New American and low-income communities face unique and difficult challenges. Through community engaged scholarship, I focus on supporting communities in change processes at the individual, household, and community levels. Understanding the impact of the social system on individual behavior change is essential in helping to mitigate the possible conflicts accompanying social change. Strong, resilient communities are made up of the individuals and their assets, the relationships and bonds between one another, and the organizations and external players that support them. As a leadership practitioner working in this integrated and multifaceted context, it is essential to work with and support all players in their decision making and problem-solving. I therefore strive to develop research-based solutions to build more sustainable and resilient communities through the exploration of behavior change and leadership development.

Why is it important to engage the community in your research and teaching?

The skills I teach in my courses and the research I conduct is all centered on improving the lives of community members. Engaging the community and incorporating their voices ensures that my students can hear from the community first-hand and my research is founded in their assets, needs, and opportunities.

What led you to the path of engaged scholarship? How did you get started?

The need to incorporate the community in my research and my teaching is representative of my experiences as a Peace Corps volunteer. I learned how to sit and listen, how to ask questions, and saw how interventions that don't incorporate their voices, will fail. These experiences showed me how essential community member voices are to the work I do. This led me to do my PhD; I knew I needed more training and experience. I sought further training in community development to learn how to identify community needs and work with their assets for growth and problem-solving. I also gained a better understanding of participatory research methods and ways to conduct community-engaged scholarship.

How has your scholarship benefited from engaging with community partners?

Through engaging with community partners, I have learned the importance of community voice and integration into the research and engagement process. I have learned a lot from past experiences, both great and challenging. Community partners really know best what is going on their communities. They have helped me as the researcher see how to ask the best questions, how to integrate their experiences into the research process, and how to ensure their voices are front and center.

What has been a highlight of your community engagement experience?

Learning about different communities, getting to hear their stories, is my favorite part of the community engagement experience. As a researcher, the end goal is to learn about a community or a phenomena.

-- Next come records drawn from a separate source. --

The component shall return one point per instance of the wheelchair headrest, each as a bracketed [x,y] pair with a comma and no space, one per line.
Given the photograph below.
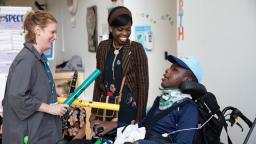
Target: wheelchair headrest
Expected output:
[196,90]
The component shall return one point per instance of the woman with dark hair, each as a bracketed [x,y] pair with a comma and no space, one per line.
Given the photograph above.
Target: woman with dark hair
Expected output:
[125,75]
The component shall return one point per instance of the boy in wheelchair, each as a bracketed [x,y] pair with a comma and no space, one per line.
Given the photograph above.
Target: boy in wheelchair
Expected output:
[181,117]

I have learned to keep my assumptions at bay when working with communities and time and time again I have learned so much.

What advice would you give to faculty and students who are interested in engaging the community in their scholarship?

I would say, take the time to connect with other scholars that have worked in this space. They can give great guidance to help you get started. I would also encourage them to read about how to really engage the community in the research and outreach process. There is a lot to learn; come in with humility and know that there will be challenges but it is worth the effort.

Sample Engaged Scholarship

Course:

Community Leadership for change COMLDR 5000

Publications:

Wilson, K. R., & Rodriguez, M. T. (2018). Resettled refugees and food insecurity in the U.S.: Exploring the caseworkers' role. Journal of Social Service Research. doi: 10.1080/01488376.2018.1480563

Rodriguez, M. T., Lamm, A.J., Odera, E., Owens, C.T. (2015). Evaluating impacts of school-based extension garden programs from a child's perspective. Journal of Extension, 15(1), 1RIB4.

Presentations:

Rodriguez, M. T.Community Engaged Scholarship: A framework for increasing our impact. Association for International Agricultural and Extension Education Conference; Port of Spain, Trinidad and Tobago.

Wilson, K. R. & Rodriguez, M. T. (2017). Food insecurity in resettled communities: Barriers to community resilience among Somali refugee populations. Poster presented at the 2017 AIAEE Conference, Minneapolis, Minnesota.